Hermit's Cave on Belfry Hill is a public park on Belfry Hill in Council Grove, Kansas. Council Grove established the park in 1901 due to the efforts of local booster Kate Aplington, who led private development and cleanup efforts on what had been poorly maintained city land. Aplington promoted the park by spreading its alleged connections to the Santa Fe Trail through two of its landmarks, Hermit's Cave and the bell tower from which Belfry Hill took its name.

According to newspaperman John Maloy, in 1863, an Italian Roman Catholic priest lived as a hermit for five months in a cave west of Council Grove. Maloy's story was not published until 1890, and only one contemporary reference to the hermit has been found in local publications, shedding doubt on the historical accuracy of the story. Another local writer, Henry Inman, added to the story, and its popularity led locals to recognize the cave on Belfry Hill as the Hermit's Cave site. The bell tower on the hill came to Council Grove in 1863; the city purchased it from a church in Lawrence for use as a church and school bell. Later accounts added the detail that the bell was used to warn residents of Native American raids on white settlers, though this has since been disproven. The bell tower was destroyed in a wind storm in 1884, and a local used the bell as a flower pot until Aplington rebuilt the tower in 1901; she dedicated the new tower to assassinated U.S. President William McKinley.

As auto tourism along historic routes like the Santa Fe Trail became popular in the early twentieth century, Council Grove began attracting tourists interested in its history as the onetime beginning of the trail.
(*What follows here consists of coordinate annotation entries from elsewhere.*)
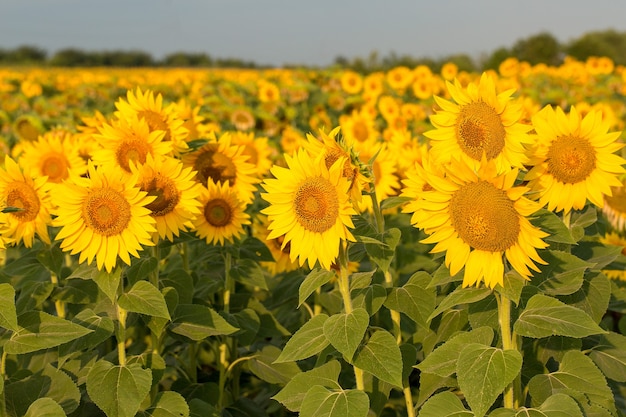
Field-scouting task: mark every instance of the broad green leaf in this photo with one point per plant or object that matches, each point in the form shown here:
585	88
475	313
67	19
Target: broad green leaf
460	296
382	358
609	354
263	365
167	404
45	407
444	404
292	395
576	374
593	297
321	402
546	316
249	272
442	361
483	372
413	299
39	330
141	268
8	314
307	341
562	275
198	322
552	224
345	331
370	298
118	390
314	280
144	298
382	255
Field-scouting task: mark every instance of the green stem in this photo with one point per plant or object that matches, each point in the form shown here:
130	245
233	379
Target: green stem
511	393
344	289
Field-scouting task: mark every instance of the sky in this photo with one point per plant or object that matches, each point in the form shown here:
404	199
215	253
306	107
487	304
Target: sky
311	32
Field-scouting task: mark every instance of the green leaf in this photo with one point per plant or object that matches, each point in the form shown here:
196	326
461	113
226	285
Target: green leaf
8	314
413	299
263	365
562	275
314	280
292	395
442	361
39	330
321	402
382	358
609	354
483	372
144	298
198	322
382	255
141	268
45	407
460	296
444	404
307	341
345	331
552	224
577	374
546	316
118	390
249	273
168	404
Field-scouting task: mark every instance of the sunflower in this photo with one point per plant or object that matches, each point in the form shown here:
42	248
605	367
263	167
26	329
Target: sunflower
309	205
222	162
476	217
129	139
614	207
573	159
53	157
103	216
222	214
257	149
330	148
144	105
176	192
480	122
29	196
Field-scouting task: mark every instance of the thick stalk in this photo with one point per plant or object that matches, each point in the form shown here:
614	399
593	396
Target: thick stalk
344	289
511	393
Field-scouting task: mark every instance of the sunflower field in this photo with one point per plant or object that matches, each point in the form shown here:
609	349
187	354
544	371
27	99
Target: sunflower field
314	243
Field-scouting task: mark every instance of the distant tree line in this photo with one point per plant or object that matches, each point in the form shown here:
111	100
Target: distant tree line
539	48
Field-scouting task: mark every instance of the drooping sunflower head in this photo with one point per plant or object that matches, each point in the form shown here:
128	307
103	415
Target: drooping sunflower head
309	205
222	216
477	217
149	107
176	194
27	197
479	122
573	159
222	162
103	216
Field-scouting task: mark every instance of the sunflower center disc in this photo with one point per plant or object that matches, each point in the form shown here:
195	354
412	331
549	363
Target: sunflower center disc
106	211
480	129
155	122
23	197
55	168
571	159
167	196
218	213
484	217
316	204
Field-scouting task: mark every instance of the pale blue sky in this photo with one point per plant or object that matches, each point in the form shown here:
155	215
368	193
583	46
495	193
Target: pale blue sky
312	32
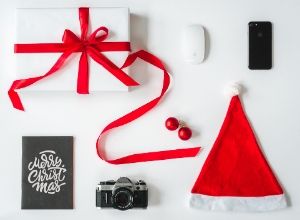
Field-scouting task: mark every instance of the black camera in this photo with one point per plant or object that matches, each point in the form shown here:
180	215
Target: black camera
122	194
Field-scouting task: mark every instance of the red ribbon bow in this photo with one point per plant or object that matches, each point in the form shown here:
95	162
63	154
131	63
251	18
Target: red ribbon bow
93	46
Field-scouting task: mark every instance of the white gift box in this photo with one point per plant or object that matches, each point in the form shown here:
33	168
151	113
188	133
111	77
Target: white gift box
47	26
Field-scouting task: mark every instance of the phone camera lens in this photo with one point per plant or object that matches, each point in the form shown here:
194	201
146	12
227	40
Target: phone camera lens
259	34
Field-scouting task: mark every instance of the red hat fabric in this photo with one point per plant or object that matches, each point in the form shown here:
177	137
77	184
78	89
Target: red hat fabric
236	175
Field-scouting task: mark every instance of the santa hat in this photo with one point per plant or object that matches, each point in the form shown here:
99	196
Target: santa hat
236	175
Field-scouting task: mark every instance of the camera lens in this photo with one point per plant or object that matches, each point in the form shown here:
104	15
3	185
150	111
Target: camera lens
260	34
122	199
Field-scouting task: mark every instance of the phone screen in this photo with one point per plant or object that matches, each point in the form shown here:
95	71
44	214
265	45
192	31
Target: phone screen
260	45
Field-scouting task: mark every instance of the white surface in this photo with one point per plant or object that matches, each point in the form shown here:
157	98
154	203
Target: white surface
48	26
239	204
271	102
193	44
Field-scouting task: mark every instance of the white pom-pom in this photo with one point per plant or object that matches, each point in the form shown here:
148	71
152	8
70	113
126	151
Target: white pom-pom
233	89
The alleged trail landmarks in the Belfry Hill park became part of local tourism efforts; for instance, when the local women's club hosted a regional meeting in 1907, it included a carriage tour of the park and other nearby trail sites. Upon the Santa Fe Trail's centennial in 1921, local boosters again invested in developing the park, adding a stone stairway to make the cave more accessible. The city also added historical markers at eleven of its Santa Fe Trail landmarks, including Hermit's Cave. Local tourist material, along with the Works Progress Administration's 1939 guide to Kansas, continued to bolster the park's reputation as a city landmark and tourist destination.

The park was added to the National Register of Historic Places on April 14, 2015.